H0 = None of the regions is significantly different from the population

HA = Region x is significantly different from the population

## Set significance level

In [4]:
alpha = 0.05

## Test Type

One tailed, One Sample T-Test

## Query database for data

In [5]:
q = """
    WITH OrderTotals AS (SELECT `Order`.ID AS OrderID,
                                `Order`.CustomerID,
                                `Order`.EmployeeID,
                                SUM (CASE 
                                        WHEN OrderDetail.Discount = 0.0
                                        THEN OrderDetail.UnitPrice * OrderDetail.Quantity
                                        ELSE OrderDetail.UnitPrice * OrderDetail.Quantity * OrderDetail.Discount
                                     END) AS OrderTotal
                         FROM `Order`
                         JOIN OrderDetail
                         ON `Order`.ID = OrderDetail.OrderID
                         GROUP BY `Order`.ID )
    
    SELECT  DISTINCT Region.ID AS RegionId,
                     Region.RegionDescription,
                     OrderTotals.OrderID,
                     OrderTotals.OrderTotal
    FROM Region
    JOIN Territory
    ON Region.ID = Territory.RegionID
    JOIN EmployeeTerritory
    ON Territory.ID = EmployeeTerritory.TerritoryID
    JOIN Employee
    ON EmployeeTerritory.EmployeeID = Employee.ID
    JOIN OrderTotals
    ON Employee.ID = OrderTotals.EmployeeID
    
    """

In [7]:
df = pd.DataFrame(cur.execute(q).fetchall(), 
                  columns=[description[0] for description in cur.description])

In [8]:
df.head()

Unnamed: 0,RegionId,RegionDescription,OrderID,OrderTotal
0,1,Eastern,10248,440.0
1,2,Western,10249,1863.4
2,1,Eastern,10250,337.4
3,4,Southern,10251,352.74
4,1,Eastern,10252,1220.1


## Conduct T-Tests

In [9]:
pop_mean = df['OrderTotal'].mean()

In [14]:
for region in df['RegionId'].unique():
    print(f'Region {region}')
    print(stats.ttest_1samp(df[df['RegionId'] == region]['OrderTotal'], pop_mean))
    print('')

Region 1
Ttest_1sampResult(statistic=-0.14431850328182574, pvalue=0.8853188562574451)

Region 2
Ttest_1sampResult(statistic=-2.0234843004504097, pvalue=0.04495398800582793)

Region 4
Ttest_1sampResult(statistic=1.3401796046571586, pvalue=0.18259866089274754)

Region 3
Ttest_1sampResult(statistic=-0.017467687922363348, pvalue=0.9860873583063376)

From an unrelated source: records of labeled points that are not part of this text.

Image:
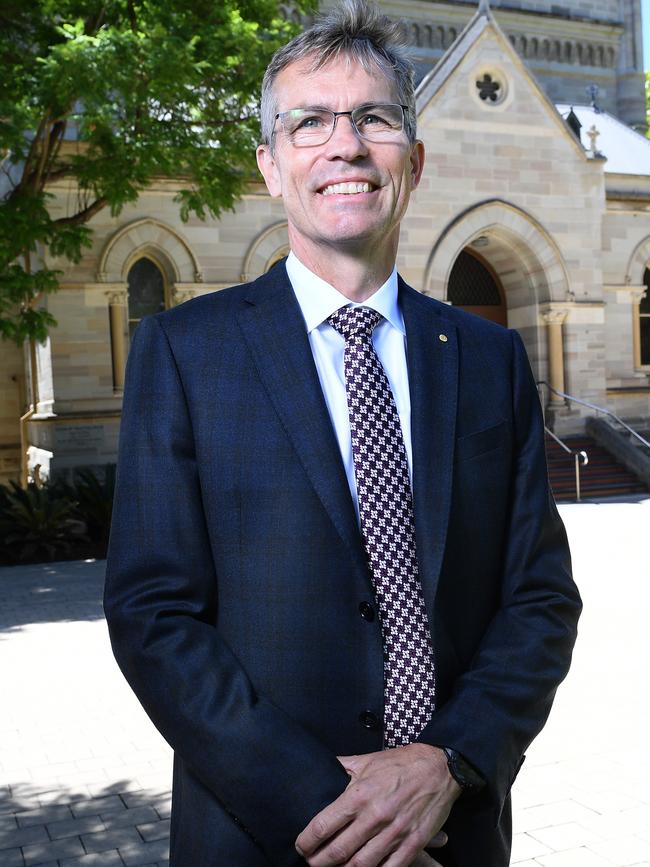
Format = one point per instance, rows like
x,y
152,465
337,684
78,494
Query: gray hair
x,y
358,30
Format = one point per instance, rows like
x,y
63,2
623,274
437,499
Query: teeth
x,y
347,189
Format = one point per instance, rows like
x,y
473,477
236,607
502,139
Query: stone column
x,y
182,292
636,294
117,314
554,320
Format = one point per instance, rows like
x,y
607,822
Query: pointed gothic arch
x,y
155,239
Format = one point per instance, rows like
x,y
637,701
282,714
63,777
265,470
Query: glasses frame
x,y
336,115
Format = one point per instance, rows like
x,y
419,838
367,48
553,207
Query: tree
x,y
112,93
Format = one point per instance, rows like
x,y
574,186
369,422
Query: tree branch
x,y
84,215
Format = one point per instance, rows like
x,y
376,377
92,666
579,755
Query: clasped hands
x,y
393,807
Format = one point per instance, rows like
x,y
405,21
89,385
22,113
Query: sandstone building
x,y
534,210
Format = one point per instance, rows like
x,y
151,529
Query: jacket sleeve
x,y
502,701
161,599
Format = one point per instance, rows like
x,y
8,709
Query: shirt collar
x,y
318,299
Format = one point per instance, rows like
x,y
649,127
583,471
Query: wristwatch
x,y
467,777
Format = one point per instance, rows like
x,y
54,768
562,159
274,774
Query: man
x,y
337,581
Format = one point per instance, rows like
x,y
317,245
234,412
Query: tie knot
x,y
355,321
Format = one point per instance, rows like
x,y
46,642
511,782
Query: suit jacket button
x,y
369,720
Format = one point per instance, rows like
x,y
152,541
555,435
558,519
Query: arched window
x,y
474,286
644,324
146,291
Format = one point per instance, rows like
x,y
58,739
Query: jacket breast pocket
x,y
481,442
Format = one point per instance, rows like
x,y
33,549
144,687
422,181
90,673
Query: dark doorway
x,y
474,286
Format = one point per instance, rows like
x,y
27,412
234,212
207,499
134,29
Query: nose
x,y
345,142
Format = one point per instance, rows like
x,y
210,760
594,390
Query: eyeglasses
x,y
307,127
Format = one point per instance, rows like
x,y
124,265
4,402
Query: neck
x,y
355,277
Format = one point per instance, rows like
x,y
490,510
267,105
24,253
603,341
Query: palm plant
x,y
37,523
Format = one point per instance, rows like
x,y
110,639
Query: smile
x,y
347,189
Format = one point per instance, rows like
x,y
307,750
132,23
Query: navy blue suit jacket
x,y
236,568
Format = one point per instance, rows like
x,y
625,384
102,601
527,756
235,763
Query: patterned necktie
x,y
388,529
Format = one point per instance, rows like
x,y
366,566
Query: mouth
x,y
349,188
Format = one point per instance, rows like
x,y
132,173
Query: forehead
x,y
340,83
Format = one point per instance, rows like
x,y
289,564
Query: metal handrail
x,y
596,408
577,456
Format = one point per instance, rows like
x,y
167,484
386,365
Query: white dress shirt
x,y
318,300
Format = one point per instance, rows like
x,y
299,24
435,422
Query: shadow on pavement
x,y
111,825
51,593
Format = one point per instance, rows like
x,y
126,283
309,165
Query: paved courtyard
x,y
84,777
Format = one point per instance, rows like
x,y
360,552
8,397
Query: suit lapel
x,y
275,332
432,357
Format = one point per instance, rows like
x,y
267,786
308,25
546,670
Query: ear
x,y
269,169
417,163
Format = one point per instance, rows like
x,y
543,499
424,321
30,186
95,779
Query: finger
x,y
424,860
350,763
324,826
438,841
352,840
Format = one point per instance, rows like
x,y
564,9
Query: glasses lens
x,y
378,122
313,126
308,126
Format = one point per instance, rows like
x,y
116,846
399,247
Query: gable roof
x,y
627,151
482,21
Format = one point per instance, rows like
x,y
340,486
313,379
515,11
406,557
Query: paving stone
x,y
582,857
103,859
53,813
75,827
8,823
11,858
115,839
524,846
155,830
23,836
133,817
40,853
570,835
95,806
144,853
93,764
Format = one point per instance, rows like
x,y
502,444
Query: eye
x,y
312,121
370,119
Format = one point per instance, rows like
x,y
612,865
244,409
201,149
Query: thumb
x,y
352,764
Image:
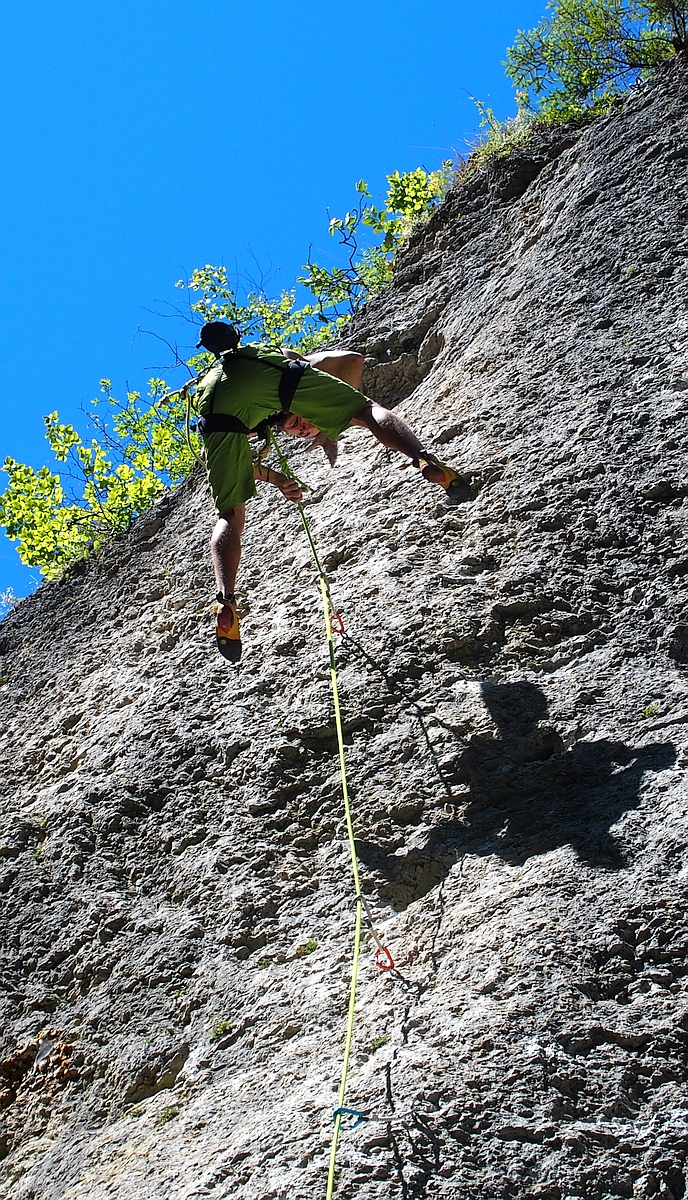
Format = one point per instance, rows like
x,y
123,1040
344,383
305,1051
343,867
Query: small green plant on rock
x,y
167,1114
376,1043
220,1030
306,948
579,59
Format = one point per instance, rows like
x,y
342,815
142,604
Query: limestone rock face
x,y
177,898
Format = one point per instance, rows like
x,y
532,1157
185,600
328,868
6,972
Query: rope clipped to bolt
x,y
383,958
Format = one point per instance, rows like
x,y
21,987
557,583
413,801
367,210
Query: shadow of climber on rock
x,y
530,795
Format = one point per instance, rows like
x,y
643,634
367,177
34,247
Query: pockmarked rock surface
x,y
177,900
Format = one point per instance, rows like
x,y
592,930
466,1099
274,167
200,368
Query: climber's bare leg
x,y
395,435
226,547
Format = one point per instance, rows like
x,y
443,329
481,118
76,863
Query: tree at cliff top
x,y
591,51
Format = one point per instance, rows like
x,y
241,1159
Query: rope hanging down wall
x,y
383,958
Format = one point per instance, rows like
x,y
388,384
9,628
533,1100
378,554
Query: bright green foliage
x,y
139,451
411,197
587,52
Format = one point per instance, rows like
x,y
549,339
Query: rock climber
x,y
312,396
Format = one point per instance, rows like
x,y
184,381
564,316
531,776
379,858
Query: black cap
x,y
217,336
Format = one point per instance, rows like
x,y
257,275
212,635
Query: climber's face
x,y
299,427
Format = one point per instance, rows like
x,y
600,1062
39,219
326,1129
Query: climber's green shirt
x,y
249,389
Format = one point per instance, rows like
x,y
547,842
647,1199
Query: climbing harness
x,y
223,423
383,958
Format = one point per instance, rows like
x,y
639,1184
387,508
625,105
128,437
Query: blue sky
x,y
142,141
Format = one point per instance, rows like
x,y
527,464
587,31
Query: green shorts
x,y
325,402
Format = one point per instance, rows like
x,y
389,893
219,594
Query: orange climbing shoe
x,y
455,485
227,635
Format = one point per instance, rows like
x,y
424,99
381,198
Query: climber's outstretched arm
x,y
389,429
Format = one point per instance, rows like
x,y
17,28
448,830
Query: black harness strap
x,y
222,423
289,382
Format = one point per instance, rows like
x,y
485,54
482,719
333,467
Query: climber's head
x,y
217,336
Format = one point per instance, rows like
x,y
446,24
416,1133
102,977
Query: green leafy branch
x,y
588,52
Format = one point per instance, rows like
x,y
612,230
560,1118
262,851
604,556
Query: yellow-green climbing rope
x,y
328,615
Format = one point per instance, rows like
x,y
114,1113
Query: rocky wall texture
x,y
177,917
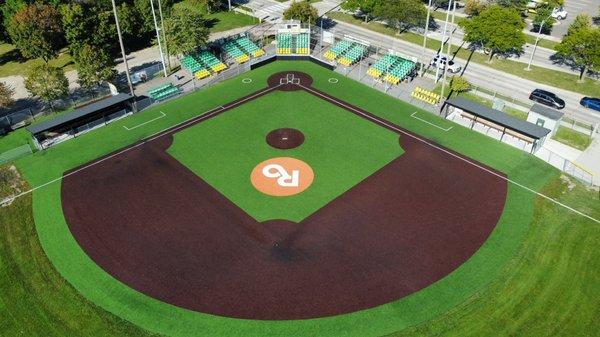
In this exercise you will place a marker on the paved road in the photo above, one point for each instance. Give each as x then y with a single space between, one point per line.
480 75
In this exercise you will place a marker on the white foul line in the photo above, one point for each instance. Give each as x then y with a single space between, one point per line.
380 121
207 114
142 124
424 121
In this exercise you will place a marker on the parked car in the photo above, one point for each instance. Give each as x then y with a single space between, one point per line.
440 62
559 13
591 103
547 98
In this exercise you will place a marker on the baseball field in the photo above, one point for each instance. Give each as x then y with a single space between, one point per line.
169 222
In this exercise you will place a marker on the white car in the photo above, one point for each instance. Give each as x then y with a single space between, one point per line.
440 62
559 13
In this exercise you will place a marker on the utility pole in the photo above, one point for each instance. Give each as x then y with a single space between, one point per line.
448 52
162 57
441 51
423 57
162 25
124 55
537 39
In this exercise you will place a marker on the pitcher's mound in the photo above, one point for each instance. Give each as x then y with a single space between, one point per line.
285 138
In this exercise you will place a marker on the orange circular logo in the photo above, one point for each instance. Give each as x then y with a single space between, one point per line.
282 176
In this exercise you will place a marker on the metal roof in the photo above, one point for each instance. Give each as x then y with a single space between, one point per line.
499 117
547 112
79 113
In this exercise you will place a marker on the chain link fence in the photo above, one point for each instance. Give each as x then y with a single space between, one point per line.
15 153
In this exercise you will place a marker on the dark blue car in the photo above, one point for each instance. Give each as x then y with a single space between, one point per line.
591 102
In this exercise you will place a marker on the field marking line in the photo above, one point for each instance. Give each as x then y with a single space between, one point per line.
432 124
206 115
377 120
163 115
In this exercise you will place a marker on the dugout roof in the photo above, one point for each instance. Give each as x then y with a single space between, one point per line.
82 112
498 117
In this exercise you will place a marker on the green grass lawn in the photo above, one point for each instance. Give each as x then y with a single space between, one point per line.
572 138
334 137
542 75
36 300
511 256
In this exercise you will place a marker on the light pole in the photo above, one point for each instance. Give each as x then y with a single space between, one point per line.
448 52
162 25
422 70
537 39
124 55
320 18
162 57
441 52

I can reject H0 for a region if the p-value is less than alpha (0.05)

The only region that is significantly different is Region 2

**Is Region 2 doing significantly better or worse?**

* For Better I can reject H0 if p/2 < alpha and t > 0
* For Worse I can reject H0 if p/2 < alpha and t < 0

Region 2 is significantly worse than the population because the test-statistic is less than 0 and p/2 < alpha (~0.022 < 0.05).

## Conclusion

When considering Order Totals, Region 2 is underperforming. (It is doing significantly worse that the population)

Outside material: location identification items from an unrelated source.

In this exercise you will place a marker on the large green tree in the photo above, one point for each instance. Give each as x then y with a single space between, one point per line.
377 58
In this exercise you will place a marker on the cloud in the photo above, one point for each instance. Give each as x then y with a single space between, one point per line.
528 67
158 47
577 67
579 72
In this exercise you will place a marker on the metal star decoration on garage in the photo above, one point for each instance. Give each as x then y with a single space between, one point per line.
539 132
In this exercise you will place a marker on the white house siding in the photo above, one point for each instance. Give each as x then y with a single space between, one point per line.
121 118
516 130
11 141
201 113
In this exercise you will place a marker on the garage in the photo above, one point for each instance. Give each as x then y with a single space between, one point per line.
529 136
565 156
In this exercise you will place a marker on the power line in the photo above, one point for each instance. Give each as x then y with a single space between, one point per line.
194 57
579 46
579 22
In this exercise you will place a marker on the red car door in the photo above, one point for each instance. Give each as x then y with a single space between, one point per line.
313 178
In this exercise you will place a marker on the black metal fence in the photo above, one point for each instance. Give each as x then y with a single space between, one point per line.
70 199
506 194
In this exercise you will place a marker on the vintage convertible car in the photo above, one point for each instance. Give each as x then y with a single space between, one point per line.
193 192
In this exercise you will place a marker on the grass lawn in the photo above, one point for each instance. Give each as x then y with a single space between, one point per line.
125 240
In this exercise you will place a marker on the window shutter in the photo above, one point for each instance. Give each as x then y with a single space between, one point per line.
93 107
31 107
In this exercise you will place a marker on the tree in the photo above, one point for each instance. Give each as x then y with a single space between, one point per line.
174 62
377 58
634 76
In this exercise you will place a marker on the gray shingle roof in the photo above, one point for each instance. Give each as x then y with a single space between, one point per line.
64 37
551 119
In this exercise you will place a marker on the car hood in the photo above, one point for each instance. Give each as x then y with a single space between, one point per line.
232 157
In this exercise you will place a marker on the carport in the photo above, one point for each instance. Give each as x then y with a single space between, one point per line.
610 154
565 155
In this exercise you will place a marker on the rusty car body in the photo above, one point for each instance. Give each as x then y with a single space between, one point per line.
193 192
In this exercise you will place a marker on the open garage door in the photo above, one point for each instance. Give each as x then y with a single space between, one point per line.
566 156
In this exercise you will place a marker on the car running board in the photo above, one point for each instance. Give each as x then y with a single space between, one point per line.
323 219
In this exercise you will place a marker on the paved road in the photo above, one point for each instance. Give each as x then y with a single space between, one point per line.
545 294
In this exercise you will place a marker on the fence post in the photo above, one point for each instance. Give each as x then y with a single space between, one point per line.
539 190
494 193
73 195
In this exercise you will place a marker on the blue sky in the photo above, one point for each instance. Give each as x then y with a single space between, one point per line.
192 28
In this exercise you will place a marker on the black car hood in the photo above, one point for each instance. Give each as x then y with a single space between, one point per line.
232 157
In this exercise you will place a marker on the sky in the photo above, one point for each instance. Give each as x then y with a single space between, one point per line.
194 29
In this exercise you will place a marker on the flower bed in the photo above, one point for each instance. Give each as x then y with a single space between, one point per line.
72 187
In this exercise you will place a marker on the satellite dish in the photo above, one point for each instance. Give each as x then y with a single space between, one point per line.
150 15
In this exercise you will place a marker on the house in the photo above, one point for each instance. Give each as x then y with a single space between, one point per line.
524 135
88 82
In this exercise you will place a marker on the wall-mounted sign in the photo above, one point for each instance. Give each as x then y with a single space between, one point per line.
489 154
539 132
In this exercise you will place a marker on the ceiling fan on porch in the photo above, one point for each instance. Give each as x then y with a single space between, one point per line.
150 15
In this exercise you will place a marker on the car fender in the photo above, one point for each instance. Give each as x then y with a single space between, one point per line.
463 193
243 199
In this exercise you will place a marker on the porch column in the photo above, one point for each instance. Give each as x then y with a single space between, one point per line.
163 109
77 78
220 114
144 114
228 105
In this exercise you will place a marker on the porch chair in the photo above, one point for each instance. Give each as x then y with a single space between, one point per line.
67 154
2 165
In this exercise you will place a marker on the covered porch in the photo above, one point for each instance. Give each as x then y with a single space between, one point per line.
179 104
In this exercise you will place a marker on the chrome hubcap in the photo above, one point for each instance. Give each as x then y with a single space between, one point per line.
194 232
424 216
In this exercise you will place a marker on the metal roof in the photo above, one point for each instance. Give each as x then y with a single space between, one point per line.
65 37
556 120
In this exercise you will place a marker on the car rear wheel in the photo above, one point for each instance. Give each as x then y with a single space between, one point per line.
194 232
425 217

# Region 3 and Region 4 are the Best Performing Regions with Respect to Mean Order Totals, Are the doing significantly differently? 

## Hypothesis

H0 = There is no difference between the regions Order Totals

HA = There is a difference between the two regions Order Totals

## T-Test Type

Two Tailed - Two Sample Independent T-Test

## Set Significance Level

In [20]:
alpha = 0.05

## Perform T-Test

In [21]:
stats.ttest_ind(df[df['RegionId'] == 3]['OrderTotal'], 
                df[df['RegionId'] == 4]['OrderTotal'], 
                equal_var=False)

Ttest_indResult(statistic=-1.126701299848741, pvalue=0.2610755870536371)

## Conclusion

I failed to reject H0 because p is much bigger than alpha, therefor I cannot say that regions 3 and 4 are significantly different regarding order totals.